DiagnosticsPlots#

class pymc_marketing.mmm.plotting.diagnostics.DiagnosticsPlots(data)[source]#

Time-series diagnostic plots for fitted MMM models.

Provides six methods to visualize model fit and residuals:

  • posterior_predictive — Posterior predictive time series with HDI.

  • prior_predictive — Prior predictive time series with HDI.

  • residuals — Residuals (target − predictions) over time.

  • residuals_distribution — Posterior distribution of residuals.

  • posterior — 1-D marginal KDE distributions of posterior variables.

  • prior_vs_posterior — Overlaid prior and posterior KDE distributions.

Parameters:
dataMMMIDataWrapper

Validated wrapper around the fitted model’s InferenceData.

Methods

DiagnosticsPlots.__init__(data)

DiagnosticsPlots.posterior([var_names, ...])

Plot 1-D marginal KDE distributions for one or more posterior variables.

DiagnosticsPlots.posterior_predictive([...])

Plot time series from the posterior predictive distribution.

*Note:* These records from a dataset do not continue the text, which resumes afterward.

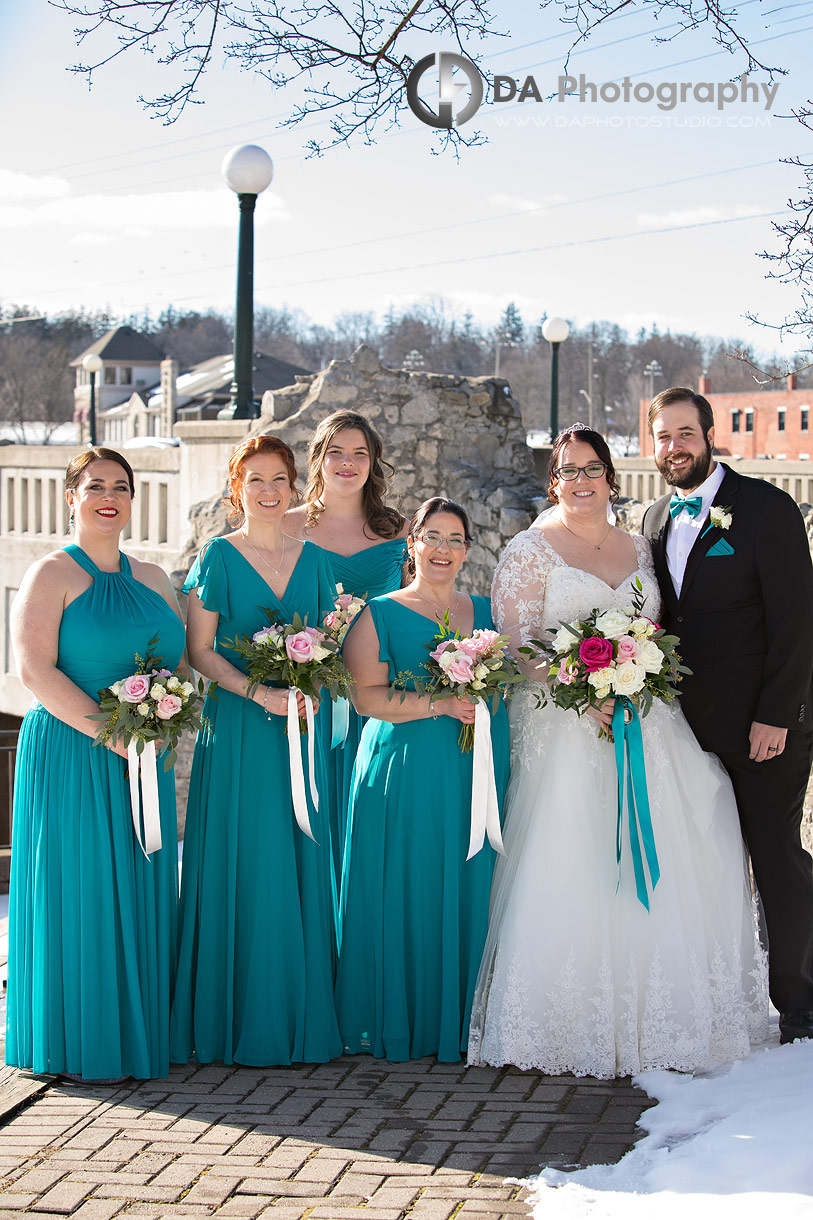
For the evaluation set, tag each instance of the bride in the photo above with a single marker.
(576, 975)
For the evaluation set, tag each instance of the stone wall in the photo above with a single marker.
(452, 436)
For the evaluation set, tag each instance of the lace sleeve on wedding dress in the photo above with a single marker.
(519, 587)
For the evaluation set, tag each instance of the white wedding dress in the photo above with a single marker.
(576, 975)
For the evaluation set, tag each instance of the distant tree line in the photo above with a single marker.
(603, 371)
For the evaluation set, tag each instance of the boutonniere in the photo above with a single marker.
(720, 516)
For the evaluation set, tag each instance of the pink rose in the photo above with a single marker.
(167, 706)
(568, 674)
(596, 653)
(628, 648)
(136, 688)
(460, 671)
(299, 647)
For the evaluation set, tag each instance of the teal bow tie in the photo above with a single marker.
(691, 503)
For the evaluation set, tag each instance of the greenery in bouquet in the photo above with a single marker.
(294, 655)
(475, 667)
(153, 704)
(613, 653)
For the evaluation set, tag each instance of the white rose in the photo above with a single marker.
(629, 677)
(601, 678)
(650, 658)
(613, 624)
(641, 628)
(563, 641)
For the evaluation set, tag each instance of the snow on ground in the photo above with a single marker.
(731, 1144)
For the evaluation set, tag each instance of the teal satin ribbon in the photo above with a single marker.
(629, 760)
(341, 722)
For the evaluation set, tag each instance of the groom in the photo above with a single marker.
(734, 567)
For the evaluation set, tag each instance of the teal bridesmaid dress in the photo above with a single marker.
(258, 952)
(414, 910)
(366, 574)
(92, 922)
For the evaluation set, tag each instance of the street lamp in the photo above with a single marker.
(248, 170)
(93, 364)
(652, 371)
(556, 331)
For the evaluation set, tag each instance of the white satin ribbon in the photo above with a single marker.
(294, 754)
(485, 808)
(144, 764)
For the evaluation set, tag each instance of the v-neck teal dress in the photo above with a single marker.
(92, 922)
(366, 574)
(415, 910)
(256, 957)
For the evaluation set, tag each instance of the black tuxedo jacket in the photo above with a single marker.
(745, 620)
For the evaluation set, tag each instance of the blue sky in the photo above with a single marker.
(606, 210)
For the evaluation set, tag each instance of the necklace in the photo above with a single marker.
(438, 613)
(263, 559)
(584, 539)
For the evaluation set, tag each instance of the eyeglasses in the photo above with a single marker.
(570, 473)
(435, 539)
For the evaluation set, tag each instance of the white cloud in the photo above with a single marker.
(170, 210)
(696, 216)
(93, 239)
(26, 188)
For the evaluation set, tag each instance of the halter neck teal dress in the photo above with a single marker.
(258, 938)
(368, 574)
(415, 910)
(92, 922)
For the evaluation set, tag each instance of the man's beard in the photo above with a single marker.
(690, 476)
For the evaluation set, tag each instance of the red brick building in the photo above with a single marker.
(755, 423)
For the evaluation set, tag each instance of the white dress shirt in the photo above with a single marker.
(685, 530)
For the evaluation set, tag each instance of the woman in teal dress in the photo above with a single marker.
(414, 909)
(343, 511)
(92, 922)
(256, 957)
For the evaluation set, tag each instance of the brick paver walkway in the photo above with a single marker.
(353, 1140)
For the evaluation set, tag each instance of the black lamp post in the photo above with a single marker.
(248, 170)
(93, 364)
(556, 331)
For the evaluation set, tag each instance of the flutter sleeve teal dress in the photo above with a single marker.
(366, 574)
(415, 911)
(258, 948)
(92, 927)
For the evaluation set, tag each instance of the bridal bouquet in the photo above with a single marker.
(475, 667)
(153, 705)
(294, 655)
(610, 653)
(338, 621)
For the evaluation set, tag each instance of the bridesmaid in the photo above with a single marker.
(92, 927)
(415, 910)
(256, 957)
(343, 511)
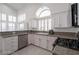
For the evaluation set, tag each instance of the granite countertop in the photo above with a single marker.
(68, 35)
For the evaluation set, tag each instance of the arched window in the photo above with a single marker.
(44, 21)
(43, 12)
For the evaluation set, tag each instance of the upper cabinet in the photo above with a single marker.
(62, 20)
(60, 7)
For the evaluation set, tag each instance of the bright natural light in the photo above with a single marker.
(42, 12)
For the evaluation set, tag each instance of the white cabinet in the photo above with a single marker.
(43, 42)
(10, 44)
(50, 42)
(0, 45)
(30, 38)
(36, 40)
(62, 19)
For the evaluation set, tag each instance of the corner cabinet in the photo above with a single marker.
(9, 45)
(22, 41)
(62, 19)
(42, 41)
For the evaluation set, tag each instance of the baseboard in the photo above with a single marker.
(42, 48)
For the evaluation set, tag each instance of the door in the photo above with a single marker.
(30, 38)
(0, 45)
(22, 41)
(43, 42)
(50, 42)
(36, 40)
(10, 45)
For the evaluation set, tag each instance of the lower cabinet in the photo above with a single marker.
(30, 38)
(0, 45)
(42, 41)
(22, 41)
(10, 45)
(50, 42)
(36, 40)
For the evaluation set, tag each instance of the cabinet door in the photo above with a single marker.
(14, 43)
(62, 20)
(10, 45)
(43, 42)
(50, 42)
(36, 40)
(0, 45)
(22, 41)
(56, 20)
(30, 38)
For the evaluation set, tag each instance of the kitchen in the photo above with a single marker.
(39, 29)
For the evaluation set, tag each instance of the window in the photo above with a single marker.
(11, 23)
(3, 26)
(21, 21)
(11, 26)
(44, 22)
(10, 18)
(14, 19)
(21, 18)
(21, 26)
(3, 17)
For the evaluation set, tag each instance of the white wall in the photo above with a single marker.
(31, 9)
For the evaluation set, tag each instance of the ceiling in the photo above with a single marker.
(16, 6)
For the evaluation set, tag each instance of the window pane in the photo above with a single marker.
(3, 17)
(46, 25)
(45, 13)
(11, 26)
(10, 18)
(14, 19)
(40, 25)
(21, 26)
(0, 26)
(49, 24)
(3, 26)
(21, 18)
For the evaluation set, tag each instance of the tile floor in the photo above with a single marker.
(32, 50)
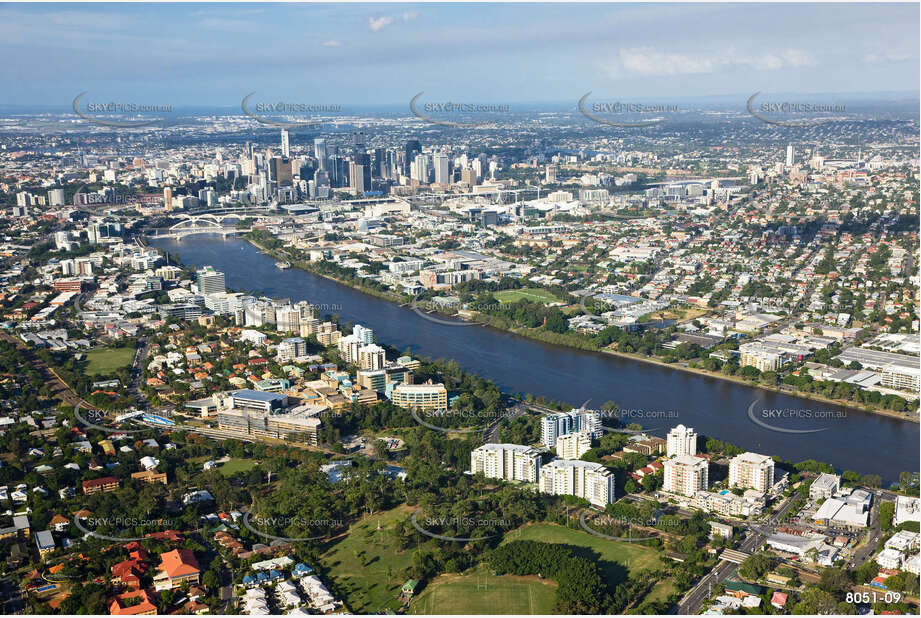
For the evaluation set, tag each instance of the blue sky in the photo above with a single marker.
(214, 54)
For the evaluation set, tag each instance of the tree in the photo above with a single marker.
(886, 512)
(756, 566)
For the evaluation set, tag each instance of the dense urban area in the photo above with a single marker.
(171, 444)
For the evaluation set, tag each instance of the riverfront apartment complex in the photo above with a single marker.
(559, 424)
(510, 462)
(680, 441)
(753, 471)
(573, 445)
(583, 479)
(421, 396)
(685, 475)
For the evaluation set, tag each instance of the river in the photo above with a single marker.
(656, 397)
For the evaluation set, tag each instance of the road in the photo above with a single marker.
(873, 535)
(693, 600)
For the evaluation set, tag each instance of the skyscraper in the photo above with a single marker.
(685, 475)
(441, 168)
(319, 151)
(358, 142)
(680, 441)
(357, 178)
(751, 470)
(285, 143)
(210, 281)
(413, 147)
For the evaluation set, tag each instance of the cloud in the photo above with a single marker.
(887, 57)
(646, 61)
(378, 23)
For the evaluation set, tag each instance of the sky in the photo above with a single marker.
(367, 54)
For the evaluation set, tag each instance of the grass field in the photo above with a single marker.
(532, 294)
(366, 566)
(661, 590)
(613, 556)
(236, 465)
(108, 360)
(483, 593)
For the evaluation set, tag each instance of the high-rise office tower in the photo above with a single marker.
(319, 151)
(420, 168)
(440, 164)
(358, 142)
(380, 162)
(280, 171)
(413, 147)
(392, 164)
(357, 175)
(285, 143)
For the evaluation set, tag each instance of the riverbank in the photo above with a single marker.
(554, 339)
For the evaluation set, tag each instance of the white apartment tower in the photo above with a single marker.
(680, 441)
(510, 462)
(573, 445)
(583, 479)
(685, 475)
(559, 424)
(753, 471)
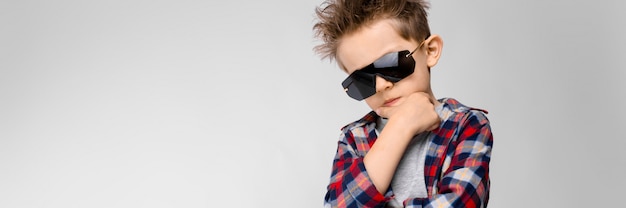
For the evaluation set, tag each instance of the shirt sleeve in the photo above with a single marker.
(350, 185)
(465, 181)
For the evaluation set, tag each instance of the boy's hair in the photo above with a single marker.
(340, 17)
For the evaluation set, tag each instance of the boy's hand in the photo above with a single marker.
(416, 113)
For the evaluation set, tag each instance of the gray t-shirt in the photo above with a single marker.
(408, 180)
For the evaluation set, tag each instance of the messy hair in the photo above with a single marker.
(340, 17)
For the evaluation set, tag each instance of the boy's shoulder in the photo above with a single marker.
(369, 119)
(455, 111)
(450, 109)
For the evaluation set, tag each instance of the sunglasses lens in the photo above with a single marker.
(393, 67)
(360, 85)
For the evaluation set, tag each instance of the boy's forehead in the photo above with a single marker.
(362, 47)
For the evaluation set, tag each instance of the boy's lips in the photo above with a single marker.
(390, 102)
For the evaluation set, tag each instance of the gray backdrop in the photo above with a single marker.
(223, 103)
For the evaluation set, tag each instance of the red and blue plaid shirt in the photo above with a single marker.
(456, 170)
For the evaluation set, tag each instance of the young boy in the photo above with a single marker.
(412, 150)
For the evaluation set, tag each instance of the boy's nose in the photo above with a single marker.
(382, 84)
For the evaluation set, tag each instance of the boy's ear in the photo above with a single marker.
(433, 44)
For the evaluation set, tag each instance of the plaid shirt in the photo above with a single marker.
(456, 170)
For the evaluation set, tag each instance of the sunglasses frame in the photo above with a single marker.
(361, 83)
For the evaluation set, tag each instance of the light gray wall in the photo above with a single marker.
(223, 103)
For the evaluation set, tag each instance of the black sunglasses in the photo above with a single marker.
(392, 67)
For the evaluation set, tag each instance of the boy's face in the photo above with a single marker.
(361, 48)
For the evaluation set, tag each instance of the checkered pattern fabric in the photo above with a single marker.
(456, 169)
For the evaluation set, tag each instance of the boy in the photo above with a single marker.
(412, 150)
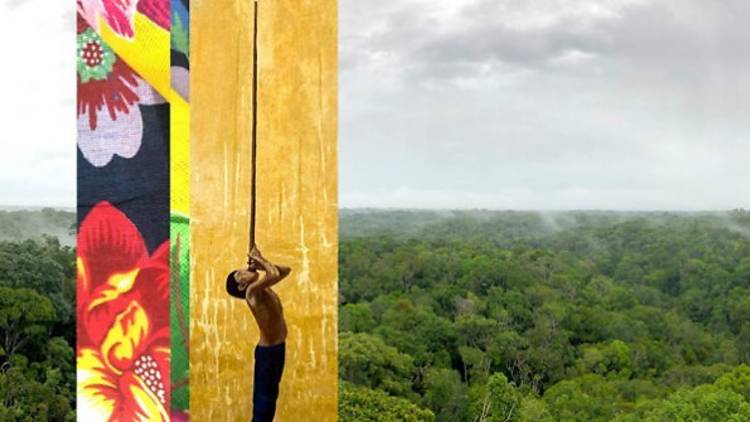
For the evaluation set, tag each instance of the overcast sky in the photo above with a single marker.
(545, 104)
(37, 113)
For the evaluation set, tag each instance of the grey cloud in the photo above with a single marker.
(642, 105)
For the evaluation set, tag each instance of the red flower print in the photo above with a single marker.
(123, 321)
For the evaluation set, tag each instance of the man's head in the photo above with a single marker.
(238, 280)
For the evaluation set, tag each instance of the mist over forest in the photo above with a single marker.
(20, 224)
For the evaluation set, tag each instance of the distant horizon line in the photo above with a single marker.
(418, 209)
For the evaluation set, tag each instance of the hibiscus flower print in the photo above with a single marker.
(123, 353)
(109, 92)
(120, 14)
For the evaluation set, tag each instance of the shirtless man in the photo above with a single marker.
(254, 285)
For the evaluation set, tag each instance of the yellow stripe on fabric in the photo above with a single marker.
(180, 154)
(148, 53)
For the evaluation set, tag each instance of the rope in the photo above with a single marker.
(254, 136)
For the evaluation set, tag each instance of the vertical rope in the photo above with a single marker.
(254, 136)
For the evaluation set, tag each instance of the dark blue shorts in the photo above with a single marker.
(269, 366)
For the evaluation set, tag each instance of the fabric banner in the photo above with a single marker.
(123, 283)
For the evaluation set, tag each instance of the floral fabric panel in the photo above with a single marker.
(123, 284)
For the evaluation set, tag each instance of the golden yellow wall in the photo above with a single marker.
(297, 207)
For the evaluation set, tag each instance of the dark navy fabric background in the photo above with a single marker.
(137, 186)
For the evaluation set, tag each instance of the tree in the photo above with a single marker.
(25, 316)
(361, 404)
(366, 360)
(706, 403)
(501, 402)
(446, 395)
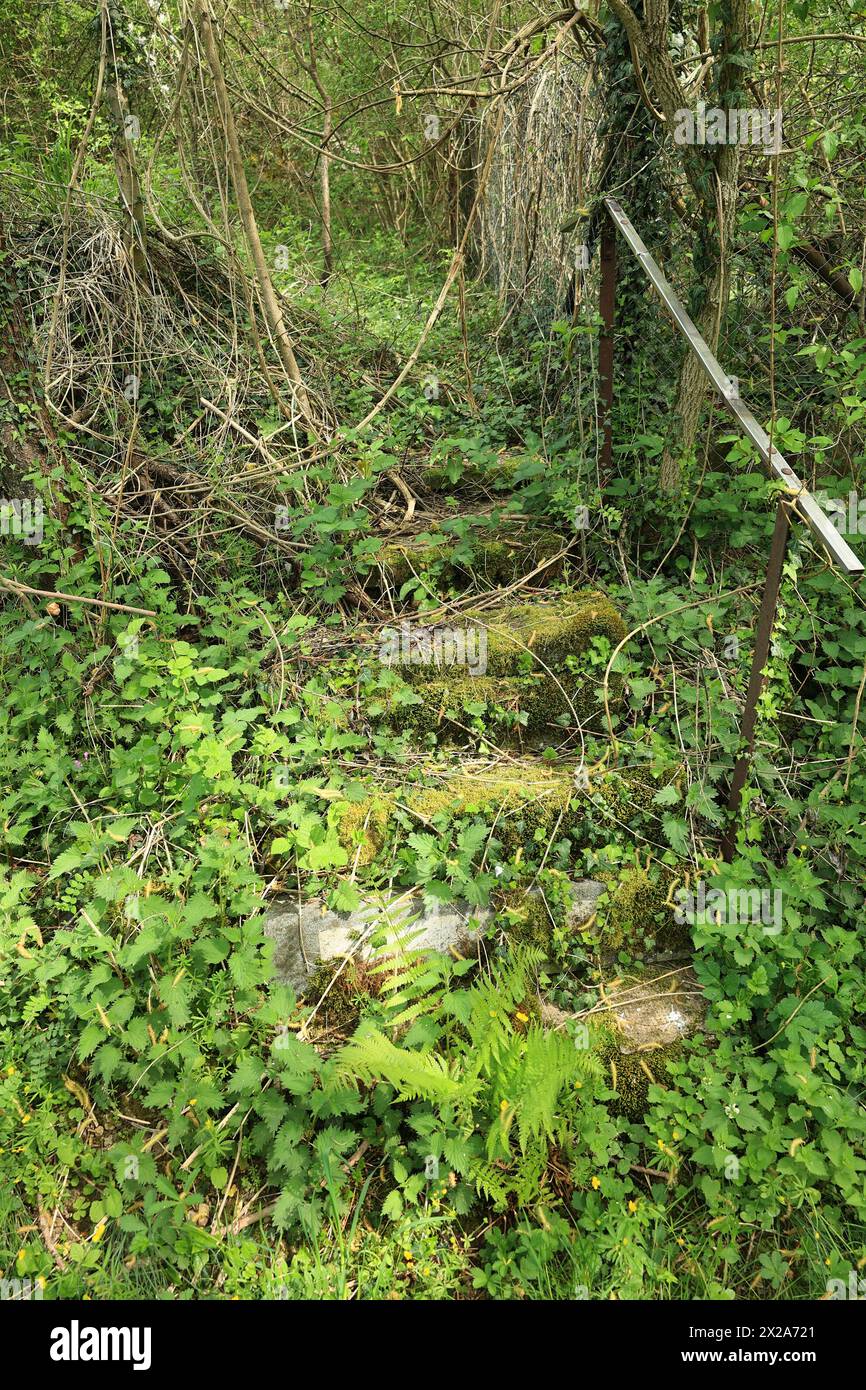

DiagnosticsPlots.prior_predictive([...])

Plot time series from the prior predictive distribution.

DiagnosticsPlots.prior_vs_posterior([...])

Overlay prior and posterior 1-D marginal KDE distributions.

DiagnosticsPlots.residuals_distribution([...])

Plot the posterior distribution of residuals using arviz-plots.

DiagnosticsPlots.residuals_over_time([...])

Plot residuals (target − posterior predictions) over time.